I really couldn’t care less what walk-up music Anthony Rizzo chooses to employ as he approaches the plate. But whether it’s Marky Mark or Taylor Swift, the results have been the same and what used to be good vibrations are quickly turning into bad blood between the All-Star first baseman and his production. I’d even go so far as to say he’s put out a funky bunch of stats over the last month or so.
Since June 22nd, a span of 30 games, Anthony Rizzo has a grand total of 5 extra-base hits. Four of those were doubles and you know there’s not a triple to be seen, which means that we’ve only seen one dinger in that period. And before you go blaming this on the Home Run Derby, keep in mind that 19 of the games in this sample came prior to the All-Star break. But, Evan, Rizzo is more than just a home run hitter. You can’t just look at the power.
This is very true, which is why I’m not going to focus on the dearth of home runs. In fact, it’s not the lack of longballs that has me worried at all. Rather, it’s the .217.338/.283 slash with the .621 OPS and wRC+ of 78 that have got me filling my incontinence undergarments. Just because it’s fun to make incongruous comparisons to illustrate a point, Jon Herrera is hitting .286/.302/.429 (.731 OPS) with a wRC+ of 93 in that same time. He’s also got as many homers and only one less double.

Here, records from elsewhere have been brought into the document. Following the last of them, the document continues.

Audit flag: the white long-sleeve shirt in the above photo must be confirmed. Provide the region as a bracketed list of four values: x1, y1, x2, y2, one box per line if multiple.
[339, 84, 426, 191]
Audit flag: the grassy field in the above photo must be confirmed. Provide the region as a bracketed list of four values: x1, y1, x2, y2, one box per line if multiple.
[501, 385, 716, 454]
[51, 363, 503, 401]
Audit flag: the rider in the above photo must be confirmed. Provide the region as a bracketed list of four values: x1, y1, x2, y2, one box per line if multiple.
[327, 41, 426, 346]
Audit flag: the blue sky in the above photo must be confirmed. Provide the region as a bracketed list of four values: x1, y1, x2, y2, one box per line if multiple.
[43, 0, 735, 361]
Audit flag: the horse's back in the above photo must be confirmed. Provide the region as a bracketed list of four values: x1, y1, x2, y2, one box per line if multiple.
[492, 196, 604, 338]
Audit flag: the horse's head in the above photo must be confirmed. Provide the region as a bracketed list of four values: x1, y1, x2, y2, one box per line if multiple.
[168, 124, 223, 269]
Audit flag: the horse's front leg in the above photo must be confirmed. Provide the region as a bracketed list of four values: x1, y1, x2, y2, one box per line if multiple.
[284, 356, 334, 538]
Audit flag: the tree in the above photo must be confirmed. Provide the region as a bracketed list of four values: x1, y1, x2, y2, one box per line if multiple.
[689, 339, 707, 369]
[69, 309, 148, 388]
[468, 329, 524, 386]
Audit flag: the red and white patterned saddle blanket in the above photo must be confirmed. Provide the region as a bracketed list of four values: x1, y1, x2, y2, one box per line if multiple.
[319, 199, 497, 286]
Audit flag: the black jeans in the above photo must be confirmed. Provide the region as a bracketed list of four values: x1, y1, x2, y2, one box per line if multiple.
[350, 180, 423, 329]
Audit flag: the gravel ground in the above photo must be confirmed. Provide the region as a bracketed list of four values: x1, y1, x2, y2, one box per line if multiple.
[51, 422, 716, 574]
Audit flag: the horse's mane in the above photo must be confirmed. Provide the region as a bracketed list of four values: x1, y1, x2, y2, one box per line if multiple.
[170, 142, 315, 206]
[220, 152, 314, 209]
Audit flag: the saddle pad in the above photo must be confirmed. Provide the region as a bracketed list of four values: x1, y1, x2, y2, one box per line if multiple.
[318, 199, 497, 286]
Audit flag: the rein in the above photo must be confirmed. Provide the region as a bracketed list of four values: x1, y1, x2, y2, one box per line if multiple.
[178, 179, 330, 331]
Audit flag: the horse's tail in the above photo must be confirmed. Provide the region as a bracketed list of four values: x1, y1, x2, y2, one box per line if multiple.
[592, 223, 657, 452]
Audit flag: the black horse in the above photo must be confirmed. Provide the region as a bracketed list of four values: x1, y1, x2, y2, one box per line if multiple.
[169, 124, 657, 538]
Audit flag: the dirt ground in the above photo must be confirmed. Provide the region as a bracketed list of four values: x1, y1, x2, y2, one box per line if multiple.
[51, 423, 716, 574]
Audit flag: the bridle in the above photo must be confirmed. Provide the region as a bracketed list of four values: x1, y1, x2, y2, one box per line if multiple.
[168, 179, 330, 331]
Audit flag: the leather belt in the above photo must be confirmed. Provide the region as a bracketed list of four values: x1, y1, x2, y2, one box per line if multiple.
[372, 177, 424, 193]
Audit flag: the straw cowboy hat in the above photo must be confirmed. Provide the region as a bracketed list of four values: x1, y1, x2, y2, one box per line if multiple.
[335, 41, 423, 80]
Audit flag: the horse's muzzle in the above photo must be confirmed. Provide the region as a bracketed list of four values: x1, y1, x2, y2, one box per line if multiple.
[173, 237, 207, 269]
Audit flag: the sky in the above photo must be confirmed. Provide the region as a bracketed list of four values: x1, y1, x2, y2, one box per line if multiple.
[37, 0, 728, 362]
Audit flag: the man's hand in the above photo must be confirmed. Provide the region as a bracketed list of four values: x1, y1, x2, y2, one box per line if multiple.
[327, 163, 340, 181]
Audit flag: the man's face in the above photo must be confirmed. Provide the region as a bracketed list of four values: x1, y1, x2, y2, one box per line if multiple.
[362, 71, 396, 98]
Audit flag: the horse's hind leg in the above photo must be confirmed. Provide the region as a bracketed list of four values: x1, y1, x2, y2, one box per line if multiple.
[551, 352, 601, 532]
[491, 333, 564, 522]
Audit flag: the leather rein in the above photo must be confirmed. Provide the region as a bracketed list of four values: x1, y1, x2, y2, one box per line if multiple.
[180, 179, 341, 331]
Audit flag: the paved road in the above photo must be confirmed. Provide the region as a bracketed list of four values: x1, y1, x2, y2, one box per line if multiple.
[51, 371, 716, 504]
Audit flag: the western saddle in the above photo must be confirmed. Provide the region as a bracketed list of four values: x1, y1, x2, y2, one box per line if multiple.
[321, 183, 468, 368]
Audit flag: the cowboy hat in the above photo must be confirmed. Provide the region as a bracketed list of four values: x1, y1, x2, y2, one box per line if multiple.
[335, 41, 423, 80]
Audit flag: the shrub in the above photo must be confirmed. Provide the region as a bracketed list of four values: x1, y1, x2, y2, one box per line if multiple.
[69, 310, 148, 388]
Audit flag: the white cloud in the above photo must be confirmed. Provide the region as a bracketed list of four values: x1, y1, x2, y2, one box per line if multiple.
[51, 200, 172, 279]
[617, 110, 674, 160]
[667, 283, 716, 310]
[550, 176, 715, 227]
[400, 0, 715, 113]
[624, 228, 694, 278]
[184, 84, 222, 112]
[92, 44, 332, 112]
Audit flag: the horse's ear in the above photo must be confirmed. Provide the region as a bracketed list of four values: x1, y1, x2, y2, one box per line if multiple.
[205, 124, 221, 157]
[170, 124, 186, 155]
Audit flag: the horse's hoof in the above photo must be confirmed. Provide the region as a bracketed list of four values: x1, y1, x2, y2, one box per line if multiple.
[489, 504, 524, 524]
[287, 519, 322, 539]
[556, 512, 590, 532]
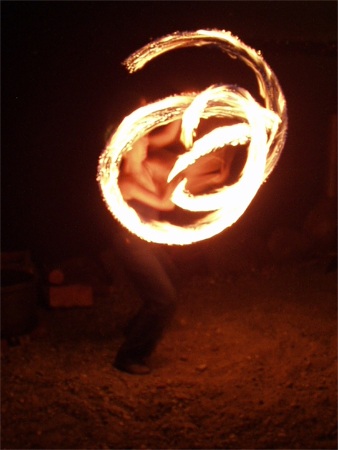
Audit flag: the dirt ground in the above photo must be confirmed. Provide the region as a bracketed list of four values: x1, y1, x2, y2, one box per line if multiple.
[1, 250, 337, 449]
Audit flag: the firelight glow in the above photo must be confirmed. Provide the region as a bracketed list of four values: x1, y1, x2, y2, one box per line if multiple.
[97, 30, 287, 245]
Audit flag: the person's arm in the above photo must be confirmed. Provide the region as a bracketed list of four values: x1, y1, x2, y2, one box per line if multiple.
[149, 120, 181, 147]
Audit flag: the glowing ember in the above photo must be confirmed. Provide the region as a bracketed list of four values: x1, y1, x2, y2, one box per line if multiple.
[98, 30, 287, 245]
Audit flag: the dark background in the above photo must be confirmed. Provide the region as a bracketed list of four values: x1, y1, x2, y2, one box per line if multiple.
[1, 1, 337, 259]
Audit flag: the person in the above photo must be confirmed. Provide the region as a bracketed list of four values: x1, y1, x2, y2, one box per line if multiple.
[109, 106, 236, 375]
[114, 121, 180, 375]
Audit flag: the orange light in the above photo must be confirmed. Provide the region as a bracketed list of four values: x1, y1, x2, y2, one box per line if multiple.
[97, 30, 287, 245]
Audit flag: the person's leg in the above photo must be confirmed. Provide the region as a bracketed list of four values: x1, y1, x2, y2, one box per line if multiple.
[115, 232, 176, 371]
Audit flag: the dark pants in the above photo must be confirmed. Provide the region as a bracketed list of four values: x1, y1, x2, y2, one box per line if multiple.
[114, 230, 177, 363]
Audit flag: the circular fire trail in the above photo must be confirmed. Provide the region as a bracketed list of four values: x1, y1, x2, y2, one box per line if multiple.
[97, 30, 287, 245]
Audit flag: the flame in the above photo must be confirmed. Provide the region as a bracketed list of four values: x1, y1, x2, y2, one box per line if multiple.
[97, 30, 287, 245]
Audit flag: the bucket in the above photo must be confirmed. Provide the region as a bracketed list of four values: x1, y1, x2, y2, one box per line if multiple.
[1, 269, 38, 338]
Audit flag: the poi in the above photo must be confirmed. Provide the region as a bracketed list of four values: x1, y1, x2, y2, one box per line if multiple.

In looking at Rizzo’s contact numbers, nothing really jumped out at first. In the month of July, he’s been hitting fewer line drives and more fly balls, but only 4-5% in either direction there. His walks are down a little and strikeouts are up, but only marginally so. Something that does stand out, however, is his batting average on balls in play (BABIP), which dropped from .310 in the games preceding our sample to .244 during it.
That’s an appreciable drop-off and a pretty strong indication that a good deal of bad luck has been at least partially at fault for Rizzo’s decreased production. Take last night for example, when his looping hit barely managed to avoid the outstretched glove of a diving Charlie Blackmon, and only after a somersault jarred it loose. The slumping slugger’s reaction was a testament to just how many of balls haven’t been falling for him lately.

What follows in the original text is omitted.